When we were children, my siblings and I became aware of Pearl Harbor Day as a day of remembrance, for two very different reasons.

Finding the farm

Our parents had married in a big church wedding in June 1951, and lived in an upstairs apartment in town while my father, with great hope and enthusiasm, searched for a farm to rent the moment he left his factory job each day. He felt mighty blessed when an older couple agreed to rent their farm, and the childhood home of the wife, to these newlyweds.

It was Dec. 7, 1951, when the young couple moved into the home where they would build their lives together, raising their children while growing their farms.

History

As a youngster, I knew that we always noted Pearl Harbor Day with reverence. In my heart, I knew it was important both in American history and in the history of my parents’ young love story. It seemed so remote, though, only touched upon as a page in history.

With the innocence and naivete of youth, what I wasn’t able to discern then is that a mere 10 years had passed from the horrific day in 1941 to the day the young newlyweds began life on the farm that raised us.

Not so long ago

I was oblivious to the fact that the moment was not a dim and historical note, but instead was a singular, shocking day that stood clearly emblazoned for my parents and their peers.

The young, dark-haired boy who would one day become my father had been sitting with his grandfather listening to the radio as they did nearly every chilly Sunday afternoon after church when regular programming was interrupted with the alarming news that bombs had been dropped on Pearl Harbor in Hawaii.

Dad was just a few months shy of his 10th birthday, and from that day forward, his memory was sliced into the before and after.

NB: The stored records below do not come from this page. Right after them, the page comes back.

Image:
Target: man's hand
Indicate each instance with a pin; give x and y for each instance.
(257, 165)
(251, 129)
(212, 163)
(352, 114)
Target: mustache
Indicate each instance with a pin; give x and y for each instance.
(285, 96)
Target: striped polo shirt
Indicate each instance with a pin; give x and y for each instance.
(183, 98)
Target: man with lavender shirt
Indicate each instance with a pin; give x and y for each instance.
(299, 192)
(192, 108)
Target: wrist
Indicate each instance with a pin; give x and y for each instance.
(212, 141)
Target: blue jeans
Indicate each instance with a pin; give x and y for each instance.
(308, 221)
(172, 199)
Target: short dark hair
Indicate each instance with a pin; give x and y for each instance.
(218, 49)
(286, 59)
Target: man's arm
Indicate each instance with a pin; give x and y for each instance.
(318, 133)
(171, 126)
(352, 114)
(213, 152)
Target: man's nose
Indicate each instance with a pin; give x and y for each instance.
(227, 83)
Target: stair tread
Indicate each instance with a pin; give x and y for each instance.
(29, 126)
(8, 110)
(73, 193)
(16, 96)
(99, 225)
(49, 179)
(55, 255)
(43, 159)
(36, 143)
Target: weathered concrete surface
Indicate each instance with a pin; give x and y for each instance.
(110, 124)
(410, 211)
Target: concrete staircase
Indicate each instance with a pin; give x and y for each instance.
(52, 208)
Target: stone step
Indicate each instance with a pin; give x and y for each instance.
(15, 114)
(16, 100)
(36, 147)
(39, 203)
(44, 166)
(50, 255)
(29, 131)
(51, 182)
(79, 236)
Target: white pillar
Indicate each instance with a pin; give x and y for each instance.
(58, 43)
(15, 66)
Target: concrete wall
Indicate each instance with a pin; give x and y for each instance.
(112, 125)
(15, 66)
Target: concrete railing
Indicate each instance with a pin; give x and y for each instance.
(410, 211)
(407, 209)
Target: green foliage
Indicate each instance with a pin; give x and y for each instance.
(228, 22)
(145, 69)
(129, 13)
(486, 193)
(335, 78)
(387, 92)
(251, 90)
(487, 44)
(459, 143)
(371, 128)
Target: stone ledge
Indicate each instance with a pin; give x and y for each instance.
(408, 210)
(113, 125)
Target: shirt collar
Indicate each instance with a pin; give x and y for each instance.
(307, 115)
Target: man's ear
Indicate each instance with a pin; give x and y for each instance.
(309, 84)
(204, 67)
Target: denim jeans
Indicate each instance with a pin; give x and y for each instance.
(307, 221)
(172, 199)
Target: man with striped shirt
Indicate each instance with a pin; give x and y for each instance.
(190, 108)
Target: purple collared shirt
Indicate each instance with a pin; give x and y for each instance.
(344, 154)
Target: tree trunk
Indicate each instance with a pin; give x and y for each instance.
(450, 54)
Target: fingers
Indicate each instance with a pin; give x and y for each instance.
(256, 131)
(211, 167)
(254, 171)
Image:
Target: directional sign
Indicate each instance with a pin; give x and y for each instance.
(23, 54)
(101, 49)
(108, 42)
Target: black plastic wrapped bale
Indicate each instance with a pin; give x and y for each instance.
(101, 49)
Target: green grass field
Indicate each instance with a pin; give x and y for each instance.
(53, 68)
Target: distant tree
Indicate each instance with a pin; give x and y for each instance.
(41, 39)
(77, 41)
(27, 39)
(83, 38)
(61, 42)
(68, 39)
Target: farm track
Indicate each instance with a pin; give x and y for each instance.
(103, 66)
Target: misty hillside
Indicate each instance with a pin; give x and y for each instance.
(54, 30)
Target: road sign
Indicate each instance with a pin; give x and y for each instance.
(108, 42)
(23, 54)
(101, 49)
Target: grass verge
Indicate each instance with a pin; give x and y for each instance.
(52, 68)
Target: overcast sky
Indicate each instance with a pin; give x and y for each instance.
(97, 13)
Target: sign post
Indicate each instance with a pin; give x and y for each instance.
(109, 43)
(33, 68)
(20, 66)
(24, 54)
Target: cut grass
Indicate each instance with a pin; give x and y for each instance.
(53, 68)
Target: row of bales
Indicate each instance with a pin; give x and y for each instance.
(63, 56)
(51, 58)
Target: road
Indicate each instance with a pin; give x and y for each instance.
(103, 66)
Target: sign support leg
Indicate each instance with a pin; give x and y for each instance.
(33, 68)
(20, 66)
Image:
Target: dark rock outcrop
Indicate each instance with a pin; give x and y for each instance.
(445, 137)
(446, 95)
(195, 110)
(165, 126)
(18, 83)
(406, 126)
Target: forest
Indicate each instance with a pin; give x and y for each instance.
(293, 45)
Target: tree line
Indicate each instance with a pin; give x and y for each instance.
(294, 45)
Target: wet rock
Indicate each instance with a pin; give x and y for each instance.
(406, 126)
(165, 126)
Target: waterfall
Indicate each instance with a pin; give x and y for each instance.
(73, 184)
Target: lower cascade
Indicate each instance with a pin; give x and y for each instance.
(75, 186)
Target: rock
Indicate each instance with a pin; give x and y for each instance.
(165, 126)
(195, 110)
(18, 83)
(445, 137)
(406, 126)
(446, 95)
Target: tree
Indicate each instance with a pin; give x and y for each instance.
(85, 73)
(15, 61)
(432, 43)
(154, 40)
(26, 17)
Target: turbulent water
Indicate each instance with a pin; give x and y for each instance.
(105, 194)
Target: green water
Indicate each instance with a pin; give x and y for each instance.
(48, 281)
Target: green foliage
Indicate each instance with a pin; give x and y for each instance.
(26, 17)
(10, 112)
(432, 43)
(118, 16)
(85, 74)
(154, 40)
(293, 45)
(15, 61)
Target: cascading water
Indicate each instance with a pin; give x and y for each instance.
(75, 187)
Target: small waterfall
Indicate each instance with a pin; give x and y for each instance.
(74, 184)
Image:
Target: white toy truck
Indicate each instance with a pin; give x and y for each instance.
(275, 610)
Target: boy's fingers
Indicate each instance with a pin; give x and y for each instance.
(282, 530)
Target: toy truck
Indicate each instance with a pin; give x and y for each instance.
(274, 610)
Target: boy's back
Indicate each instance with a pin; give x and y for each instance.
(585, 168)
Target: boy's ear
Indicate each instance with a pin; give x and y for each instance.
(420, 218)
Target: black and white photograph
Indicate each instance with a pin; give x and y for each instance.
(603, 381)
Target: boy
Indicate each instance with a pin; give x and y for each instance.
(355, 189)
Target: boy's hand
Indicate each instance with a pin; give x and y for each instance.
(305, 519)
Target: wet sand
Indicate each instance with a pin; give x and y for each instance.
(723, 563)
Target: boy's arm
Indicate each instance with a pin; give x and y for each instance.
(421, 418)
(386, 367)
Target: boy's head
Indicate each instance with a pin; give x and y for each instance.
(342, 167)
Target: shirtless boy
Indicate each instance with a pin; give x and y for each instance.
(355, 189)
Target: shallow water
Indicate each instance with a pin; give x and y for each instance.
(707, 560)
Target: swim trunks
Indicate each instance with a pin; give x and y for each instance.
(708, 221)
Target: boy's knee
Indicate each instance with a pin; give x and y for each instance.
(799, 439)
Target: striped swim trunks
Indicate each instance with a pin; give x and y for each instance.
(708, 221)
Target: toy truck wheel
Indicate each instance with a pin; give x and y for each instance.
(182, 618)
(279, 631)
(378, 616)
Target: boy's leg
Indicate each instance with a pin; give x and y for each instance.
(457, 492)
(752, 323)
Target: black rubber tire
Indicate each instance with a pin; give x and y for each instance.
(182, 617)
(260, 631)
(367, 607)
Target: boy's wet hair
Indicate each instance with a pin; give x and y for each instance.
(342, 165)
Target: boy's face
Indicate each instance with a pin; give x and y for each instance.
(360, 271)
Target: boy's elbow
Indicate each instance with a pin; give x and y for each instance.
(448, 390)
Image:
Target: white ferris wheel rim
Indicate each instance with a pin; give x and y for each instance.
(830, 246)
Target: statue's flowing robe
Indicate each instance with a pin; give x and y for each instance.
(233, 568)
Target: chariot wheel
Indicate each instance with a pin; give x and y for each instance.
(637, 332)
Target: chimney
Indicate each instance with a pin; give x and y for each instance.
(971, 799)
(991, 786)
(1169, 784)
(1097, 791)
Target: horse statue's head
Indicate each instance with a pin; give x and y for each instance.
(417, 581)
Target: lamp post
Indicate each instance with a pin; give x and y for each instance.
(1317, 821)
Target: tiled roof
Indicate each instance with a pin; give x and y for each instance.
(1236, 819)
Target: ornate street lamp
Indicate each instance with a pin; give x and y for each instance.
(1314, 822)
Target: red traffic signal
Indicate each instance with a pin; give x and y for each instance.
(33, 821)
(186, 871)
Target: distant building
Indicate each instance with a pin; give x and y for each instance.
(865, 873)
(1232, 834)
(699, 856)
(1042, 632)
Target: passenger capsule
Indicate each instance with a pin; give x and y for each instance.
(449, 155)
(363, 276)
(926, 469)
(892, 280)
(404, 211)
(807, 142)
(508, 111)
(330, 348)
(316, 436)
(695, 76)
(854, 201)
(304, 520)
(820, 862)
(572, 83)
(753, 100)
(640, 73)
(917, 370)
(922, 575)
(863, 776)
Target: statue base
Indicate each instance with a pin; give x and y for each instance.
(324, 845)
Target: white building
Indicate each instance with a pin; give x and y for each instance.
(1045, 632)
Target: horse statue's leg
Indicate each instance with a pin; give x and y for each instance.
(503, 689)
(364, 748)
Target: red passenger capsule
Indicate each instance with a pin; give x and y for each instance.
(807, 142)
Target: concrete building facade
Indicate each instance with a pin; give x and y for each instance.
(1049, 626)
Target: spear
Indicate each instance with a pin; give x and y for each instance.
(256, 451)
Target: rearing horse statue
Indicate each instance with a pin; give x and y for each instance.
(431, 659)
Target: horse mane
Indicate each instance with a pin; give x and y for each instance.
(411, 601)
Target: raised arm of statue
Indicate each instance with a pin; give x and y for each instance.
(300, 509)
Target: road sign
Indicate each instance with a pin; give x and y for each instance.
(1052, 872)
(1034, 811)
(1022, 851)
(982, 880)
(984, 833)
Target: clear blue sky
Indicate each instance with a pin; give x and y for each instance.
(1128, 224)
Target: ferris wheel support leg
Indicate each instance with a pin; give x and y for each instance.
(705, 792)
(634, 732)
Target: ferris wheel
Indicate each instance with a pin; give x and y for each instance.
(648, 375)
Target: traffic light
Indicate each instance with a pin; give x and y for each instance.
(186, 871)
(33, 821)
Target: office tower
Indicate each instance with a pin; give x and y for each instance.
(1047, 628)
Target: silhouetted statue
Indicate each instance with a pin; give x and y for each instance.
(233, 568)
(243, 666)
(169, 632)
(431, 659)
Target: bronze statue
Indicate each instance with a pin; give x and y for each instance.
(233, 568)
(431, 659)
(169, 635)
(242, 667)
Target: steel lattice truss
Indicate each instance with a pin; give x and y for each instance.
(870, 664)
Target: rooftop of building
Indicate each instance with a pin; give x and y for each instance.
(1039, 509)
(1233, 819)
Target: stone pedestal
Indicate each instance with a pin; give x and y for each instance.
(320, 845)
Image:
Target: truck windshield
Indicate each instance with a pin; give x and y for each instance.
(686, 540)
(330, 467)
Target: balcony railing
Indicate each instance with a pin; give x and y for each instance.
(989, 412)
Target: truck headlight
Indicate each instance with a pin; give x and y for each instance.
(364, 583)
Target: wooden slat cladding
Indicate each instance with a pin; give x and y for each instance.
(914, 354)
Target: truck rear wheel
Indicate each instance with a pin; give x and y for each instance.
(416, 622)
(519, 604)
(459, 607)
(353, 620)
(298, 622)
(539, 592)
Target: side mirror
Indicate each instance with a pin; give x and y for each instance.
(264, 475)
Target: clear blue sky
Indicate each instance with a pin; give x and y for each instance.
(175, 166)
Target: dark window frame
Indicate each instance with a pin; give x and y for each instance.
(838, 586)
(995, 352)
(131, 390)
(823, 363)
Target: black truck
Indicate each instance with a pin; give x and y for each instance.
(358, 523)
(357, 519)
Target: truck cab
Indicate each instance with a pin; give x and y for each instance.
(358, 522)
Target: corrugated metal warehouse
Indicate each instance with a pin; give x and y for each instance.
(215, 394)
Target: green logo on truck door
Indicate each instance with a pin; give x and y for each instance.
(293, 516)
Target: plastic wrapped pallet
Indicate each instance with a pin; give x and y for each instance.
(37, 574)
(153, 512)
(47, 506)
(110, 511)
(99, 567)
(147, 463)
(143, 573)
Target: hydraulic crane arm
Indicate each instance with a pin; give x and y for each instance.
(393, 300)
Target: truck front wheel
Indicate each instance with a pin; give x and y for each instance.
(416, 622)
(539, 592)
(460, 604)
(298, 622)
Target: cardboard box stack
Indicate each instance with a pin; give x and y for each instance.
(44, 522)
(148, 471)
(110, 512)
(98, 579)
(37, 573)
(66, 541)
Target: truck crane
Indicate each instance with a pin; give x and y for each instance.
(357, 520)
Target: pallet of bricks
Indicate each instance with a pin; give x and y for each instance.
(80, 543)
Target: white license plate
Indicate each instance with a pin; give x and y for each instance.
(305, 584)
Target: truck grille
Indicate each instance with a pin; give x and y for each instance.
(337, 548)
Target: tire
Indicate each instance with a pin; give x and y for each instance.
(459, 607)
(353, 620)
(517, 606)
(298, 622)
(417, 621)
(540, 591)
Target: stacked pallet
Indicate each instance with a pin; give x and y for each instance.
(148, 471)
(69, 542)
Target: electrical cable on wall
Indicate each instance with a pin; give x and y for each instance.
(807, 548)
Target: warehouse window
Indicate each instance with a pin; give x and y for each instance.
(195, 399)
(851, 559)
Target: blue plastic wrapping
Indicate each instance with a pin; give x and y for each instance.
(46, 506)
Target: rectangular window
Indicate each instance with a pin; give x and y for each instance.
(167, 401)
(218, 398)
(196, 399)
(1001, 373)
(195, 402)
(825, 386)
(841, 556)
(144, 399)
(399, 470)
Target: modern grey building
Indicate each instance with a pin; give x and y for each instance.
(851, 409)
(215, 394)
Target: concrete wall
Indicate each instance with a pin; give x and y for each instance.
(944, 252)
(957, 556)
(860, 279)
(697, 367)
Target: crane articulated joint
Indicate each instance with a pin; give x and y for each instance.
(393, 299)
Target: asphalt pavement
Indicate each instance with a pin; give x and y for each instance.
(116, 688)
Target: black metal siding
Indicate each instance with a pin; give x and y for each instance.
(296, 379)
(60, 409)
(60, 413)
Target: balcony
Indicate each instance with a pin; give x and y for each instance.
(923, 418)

All the young men he looked up to began making plans to sign up to serve their country, changing the tiny farming community drastically for the duration of the war. The very young stepped into those big shoes on the farms and in the villages as best they could.

All these years later, when I see the date in print, December 7, 1941, it still shocks me to think it was not a date far removed from us as just a page in the history book. Instead, it was a Sunday still very sharp and clear for my parents as they packed their humble possessions into boxes and started their lives as a young farm couple with high hopes and great patriotic pride.